ITC planning a return to growth

Futuris subsidiary Integrated Tree Cropping has outlined plans to regain market share in the managed investments sector after a poor sales performance last financial year.

ITC’s recently appointed chief executive, Vince Erasmus, has also committed the group to maintaining its focus on the timber industry, in contrast to groups such as Great Southern Plantations and Timbercorp, which have diversified into horticulture, olives, viticulture and other sectors.

Speaking after the release of Futuris’ annual profit, Mr Erasmus acknowledged ITC’s overall MIS sales, which fell to $47 million from $83 million in the previous year, were disappointing.
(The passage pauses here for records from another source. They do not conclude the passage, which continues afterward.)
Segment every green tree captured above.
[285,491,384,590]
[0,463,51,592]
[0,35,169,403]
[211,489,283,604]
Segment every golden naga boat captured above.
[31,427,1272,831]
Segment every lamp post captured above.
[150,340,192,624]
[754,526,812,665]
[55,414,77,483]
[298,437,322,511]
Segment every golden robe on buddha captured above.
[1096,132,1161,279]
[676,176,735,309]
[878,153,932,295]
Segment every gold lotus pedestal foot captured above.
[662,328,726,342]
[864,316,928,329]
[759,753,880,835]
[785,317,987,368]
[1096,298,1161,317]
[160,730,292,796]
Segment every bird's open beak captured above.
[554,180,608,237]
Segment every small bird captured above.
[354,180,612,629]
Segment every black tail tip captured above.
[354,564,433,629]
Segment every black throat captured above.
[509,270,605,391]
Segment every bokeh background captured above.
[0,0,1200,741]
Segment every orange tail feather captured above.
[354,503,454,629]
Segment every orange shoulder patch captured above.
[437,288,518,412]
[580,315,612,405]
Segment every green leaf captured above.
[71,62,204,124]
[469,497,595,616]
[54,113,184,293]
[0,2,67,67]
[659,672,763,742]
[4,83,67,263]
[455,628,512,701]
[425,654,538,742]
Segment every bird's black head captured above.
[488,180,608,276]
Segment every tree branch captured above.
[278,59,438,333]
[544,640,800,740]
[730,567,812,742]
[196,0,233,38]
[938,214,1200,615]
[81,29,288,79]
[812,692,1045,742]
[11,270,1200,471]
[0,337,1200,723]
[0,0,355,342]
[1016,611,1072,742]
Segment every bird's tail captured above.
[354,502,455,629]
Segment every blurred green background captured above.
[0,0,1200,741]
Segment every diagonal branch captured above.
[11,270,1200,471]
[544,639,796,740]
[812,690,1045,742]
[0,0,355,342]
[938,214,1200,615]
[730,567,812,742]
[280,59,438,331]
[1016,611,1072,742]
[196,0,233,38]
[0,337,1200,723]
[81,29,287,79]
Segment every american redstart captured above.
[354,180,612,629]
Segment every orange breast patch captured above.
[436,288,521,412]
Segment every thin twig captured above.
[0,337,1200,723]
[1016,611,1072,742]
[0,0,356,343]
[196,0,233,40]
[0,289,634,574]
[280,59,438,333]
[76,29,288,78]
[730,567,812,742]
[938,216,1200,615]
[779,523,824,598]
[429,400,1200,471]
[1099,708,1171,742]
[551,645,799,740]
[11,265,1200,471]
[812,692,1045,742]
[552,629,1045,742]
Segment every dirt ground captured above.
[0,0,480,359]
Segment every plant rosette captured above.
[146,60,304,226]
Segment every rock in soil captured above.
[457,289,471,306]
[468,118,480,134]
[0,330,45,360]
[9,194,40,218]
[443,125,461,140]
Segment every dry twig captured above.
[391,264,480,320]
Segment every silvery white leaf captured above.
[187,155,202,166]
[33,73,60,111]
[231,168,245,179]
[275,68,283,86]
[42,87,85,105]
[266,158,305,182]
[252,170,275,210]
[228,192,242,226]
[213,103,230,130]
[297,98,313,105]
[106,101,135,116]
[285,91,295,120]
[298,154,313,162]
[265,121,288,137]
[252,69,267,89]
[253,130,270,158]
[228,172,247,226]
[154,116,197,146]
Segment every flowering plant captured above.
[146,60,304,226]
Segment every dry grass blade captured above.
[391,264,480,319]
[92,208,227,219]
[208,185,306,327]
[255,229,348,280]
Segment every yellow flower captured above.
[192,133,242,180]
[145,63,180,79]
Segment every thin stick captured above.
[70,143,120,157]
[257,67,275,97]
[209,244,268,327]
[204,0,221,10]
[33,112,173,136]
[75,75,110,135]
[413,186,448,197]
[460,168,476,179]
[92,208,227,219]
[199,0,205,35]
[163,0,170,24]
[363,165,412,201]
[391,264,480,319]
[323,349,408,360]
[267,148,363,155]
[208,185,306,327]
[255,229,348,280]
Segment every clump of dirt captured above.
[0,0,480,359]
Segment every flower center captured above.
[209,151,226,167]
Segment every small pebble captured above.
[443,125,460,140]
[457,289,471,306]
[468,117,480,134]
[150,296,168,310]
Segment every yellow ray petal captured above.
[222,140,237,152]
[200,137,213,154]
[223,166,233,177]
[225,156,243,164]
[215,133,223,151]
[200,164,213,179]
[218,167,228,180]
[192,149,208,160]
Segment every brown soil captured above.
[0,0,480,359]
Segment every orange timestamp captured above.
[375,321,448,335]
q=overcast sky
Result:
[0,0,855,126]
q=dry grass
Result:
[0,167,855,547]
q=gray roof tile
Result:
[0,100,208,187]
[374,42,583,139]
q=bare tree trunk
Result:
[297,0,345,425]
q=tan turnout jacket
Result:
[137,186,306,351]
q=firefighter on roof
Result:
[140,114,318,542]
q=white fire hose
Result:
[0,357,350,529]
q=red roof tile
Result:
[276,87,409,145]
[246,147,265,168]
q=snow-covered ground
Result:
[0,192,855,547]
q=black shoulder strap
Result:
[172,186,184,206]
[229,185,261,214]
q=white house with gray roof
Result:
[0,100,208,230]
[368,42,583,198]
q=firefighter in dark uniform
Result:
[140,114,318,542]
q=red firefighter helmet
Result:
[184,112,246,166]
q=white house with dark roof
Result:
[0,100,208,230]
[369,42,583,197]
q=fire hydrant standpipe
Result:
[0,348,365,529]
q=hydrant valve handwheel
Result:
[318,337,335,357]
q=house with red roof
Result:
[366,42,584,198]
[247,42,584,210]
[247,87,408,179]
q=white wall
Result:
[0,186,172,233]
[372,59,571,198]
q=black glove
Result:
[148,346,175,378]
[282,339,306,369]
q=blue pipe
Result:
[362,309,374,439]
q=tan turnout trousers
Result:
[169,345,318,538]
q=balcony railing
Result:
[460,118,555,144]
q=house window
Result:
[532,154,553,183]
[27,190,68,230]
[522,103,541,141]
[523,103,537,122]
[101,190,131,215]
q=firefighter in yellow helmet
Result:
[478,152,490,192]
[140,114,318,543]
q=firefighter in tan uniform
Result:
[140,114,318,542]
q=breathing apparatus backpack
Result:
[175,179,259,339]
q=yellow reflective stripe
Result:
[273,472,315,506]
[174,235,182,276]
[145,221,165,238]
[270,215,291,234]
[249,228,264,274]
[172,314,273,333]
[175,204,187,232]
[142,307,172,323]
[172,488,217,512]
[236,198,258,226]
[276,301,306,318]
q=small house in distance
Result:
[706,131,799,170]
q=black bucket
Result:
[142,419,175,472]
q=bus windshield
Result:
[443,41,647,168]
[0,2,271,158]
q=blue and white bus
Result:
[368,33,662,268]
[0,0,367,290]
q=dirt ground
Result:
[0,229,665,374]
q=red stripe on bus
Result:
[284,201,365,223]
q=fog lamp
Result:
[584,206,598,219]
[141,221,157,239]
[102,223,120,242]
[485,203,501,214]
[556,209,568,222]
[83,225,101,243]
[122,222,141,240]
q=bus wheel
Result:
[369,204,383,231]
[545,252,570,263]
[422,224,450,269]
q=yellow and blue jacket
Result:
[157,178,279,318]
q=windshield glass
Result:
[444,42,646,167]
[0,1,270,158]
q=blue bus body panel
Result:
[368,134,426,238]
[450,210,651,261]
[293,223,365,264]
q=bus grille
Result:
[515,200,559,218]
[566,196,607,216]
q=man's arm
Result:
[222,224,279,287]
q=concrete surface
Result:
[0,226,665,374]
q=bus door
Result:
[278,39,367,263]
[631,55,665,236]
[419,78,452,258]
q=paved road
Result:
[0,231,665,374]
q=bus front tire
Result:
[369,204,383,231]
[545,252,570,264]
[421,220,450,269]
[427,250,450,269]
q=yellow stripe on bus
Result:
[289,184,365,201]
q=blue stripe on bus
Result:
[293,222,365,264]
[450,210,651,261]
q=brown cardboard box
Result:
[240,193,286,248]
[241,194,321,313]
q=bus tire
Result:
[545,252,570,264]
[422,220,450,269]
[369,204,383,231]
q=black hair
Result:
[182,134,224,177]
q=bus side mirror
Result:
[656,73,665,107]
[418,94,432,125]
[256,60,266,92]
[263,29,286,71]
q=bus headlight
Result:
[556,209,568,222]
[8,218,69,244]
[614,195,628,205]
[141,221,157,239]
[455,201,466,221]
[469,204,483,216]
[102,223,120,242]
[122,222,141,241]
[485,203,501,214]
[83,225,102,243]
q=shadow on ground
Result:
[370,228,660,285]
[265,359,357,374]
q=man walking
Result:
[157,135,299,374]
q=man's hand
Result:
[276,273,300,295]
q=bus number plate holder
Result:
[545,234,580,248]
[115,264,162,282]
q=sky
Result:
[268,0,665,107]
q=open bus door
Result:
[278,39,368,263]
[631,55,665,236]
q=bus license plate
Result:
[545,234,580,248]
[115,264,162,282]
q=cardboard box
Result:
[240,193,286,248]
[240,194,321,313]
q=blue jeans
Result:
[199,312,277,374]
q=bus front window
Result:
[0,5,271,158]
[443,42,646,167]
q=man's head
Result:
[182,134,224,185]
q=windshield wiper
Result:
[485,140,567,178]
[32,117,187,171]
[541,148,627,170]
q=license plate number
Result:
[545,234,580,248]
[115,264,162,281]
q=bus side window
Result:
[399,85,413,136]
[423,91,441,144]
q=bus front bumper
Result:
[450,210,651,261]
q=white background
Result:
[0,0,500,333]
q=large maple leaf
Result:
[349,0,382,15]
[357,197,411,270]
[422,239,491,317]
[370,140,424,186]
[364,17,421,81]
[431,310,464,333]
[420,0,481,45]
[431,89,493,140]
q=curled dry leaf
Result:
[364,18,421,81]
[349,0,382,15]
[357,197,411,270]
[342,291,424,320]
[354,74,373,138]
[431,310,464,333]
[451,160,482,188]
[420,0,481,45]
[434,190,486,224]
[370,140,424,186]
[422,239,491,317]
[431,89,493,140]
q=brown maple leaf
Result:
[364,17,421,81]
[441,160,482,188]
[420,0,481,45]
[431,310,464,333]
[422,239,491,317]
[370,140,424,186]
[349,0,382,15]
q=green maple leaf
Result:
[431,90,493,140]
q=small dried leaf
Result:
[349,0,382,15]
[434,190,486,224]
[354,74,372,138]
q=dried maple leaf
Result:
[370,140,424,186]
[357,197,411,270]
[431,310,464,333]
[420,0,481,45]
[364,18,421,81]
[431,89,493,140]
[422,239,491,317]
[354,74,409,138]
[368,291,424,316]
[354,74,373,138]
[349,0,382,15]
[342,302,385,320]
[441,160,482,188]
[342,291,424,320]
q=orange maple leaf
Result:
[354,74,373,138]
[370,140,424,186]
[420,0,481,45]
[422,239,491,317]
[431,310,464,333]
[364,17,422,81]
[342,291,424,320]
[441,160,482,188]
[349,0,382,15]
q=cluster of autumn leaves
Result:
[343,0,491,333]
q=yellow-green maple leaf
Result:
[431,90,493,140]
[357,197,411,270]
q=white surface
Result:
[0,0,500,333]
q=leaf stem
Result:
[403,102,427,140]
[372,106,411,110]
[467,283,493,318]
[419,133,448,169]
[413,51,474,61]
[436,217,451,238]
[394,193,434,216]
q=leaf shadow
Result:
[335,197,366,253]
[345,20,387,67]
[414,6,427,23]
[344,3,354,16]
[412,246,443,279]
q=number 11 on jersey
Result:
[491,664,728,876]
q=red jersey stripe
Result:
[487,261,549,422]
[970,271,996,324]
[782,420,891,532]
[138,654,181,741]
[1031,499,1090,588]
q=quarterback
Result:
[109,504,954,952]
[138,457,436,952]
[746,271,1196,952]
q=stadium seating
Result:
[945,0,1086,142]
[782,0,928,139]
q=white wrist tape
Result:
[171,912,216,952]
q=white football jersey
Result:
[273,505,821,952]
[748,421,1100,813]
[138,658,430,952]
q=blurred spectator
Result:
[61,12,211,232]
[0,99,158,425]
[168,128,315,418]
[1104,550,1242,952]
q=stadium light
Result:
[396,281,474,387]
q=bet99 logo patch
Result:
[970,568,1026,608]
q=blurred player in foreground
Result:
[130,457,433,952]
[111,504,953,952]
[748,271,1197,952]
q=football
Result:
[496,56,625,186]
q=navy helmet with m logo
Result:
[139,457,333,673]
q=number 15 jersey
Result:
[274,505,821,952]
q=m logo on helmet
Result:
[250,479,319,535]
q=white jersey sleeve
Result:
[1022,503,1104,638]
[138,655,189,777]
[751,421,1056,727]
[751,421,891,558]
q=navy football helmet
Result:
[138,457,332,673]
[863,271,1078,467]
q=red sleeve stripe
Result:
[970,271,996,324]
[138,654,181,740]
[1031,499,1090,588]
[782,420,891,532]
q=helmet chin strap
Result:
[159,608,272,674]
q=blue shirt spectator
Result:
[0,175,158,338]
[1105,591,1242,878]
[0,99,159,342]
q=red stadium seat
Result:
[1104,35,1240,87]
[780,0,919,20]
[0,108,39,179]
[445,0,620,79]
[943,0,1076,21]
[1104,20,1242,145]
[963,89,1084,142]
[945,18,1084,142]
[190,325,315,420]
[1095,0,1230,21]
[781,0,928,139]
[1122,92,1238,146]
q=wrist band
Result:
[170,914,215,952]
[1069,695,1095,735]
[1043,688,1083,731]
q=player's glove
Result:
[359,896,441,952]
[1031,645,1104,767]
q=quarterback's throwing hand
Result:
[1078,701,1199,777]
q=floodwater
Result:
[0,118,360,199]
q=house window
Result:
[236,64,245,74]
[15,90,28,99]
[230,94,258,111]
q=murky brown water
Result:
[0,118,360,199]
The main reason was a 65 per cent fall in sales of its pulpwood project to just $24 million.

This occurred despite national sales of MIS timber projects totalling nearly $700 million, according to Australian Agribusiness Group.

Market leader Great Southern accounted for nearly half of the national total.

Mr Erasmus said ITC’s 2006 project was not the best product in the market, as evidenced by its low rating from independent research houses.

“We probably just misread the market,” he told WA Business News.

The 2007 project will be designed to deliver better returns to investors and will be modified so that investors will make a lower up-front contribution.

“We’re confident that when the advisers calculate the returns they will be very happy,”  Mr Erasmus said.

ITC believes another problem last year was that the pulpwood product was late to the market.

Mr Erasmus said the group expected to address this problem by releasing all of its 2007 MIS products prior to Christmas.

He said ITC did not have large teams of business development managers working with financial planners like some of its rivals and therefore relied on its products obtaining superior research ratings.

He was heartened by the sales of its three other specialty timber projects, which increased to $23 million last year.

Within this total, sales of its sandalwood project in the Ord River irrigation area dropped to $12.4 million, notably less than its direct competitor TFS Corporation, which lifted sales to $19.8 million.

However ITC achieved what it called “promising” sales of its two new products – teak and red mahogany – which are grown in Queensland.

Another innovation planned for 2007 is the introduction of a diversified forestry product that will give investors exposure to the four different timber species through a single investment.

In terms of future plantings, ITC expects most of its pulpwood will be planted around Esperance and also Mackay in Queensland.

This marks a change from its early plantings, which were around Albany and Bunbury.

Mr Erasmus said the new locations were more attractive than the South West of WA, where land was more expensive.

Commenting on the group’s overall strategy, he said ITC believed its future was as an integrated forest products company that used MIS as a fund-raising tool, rather than being a dedicated MIS promoter.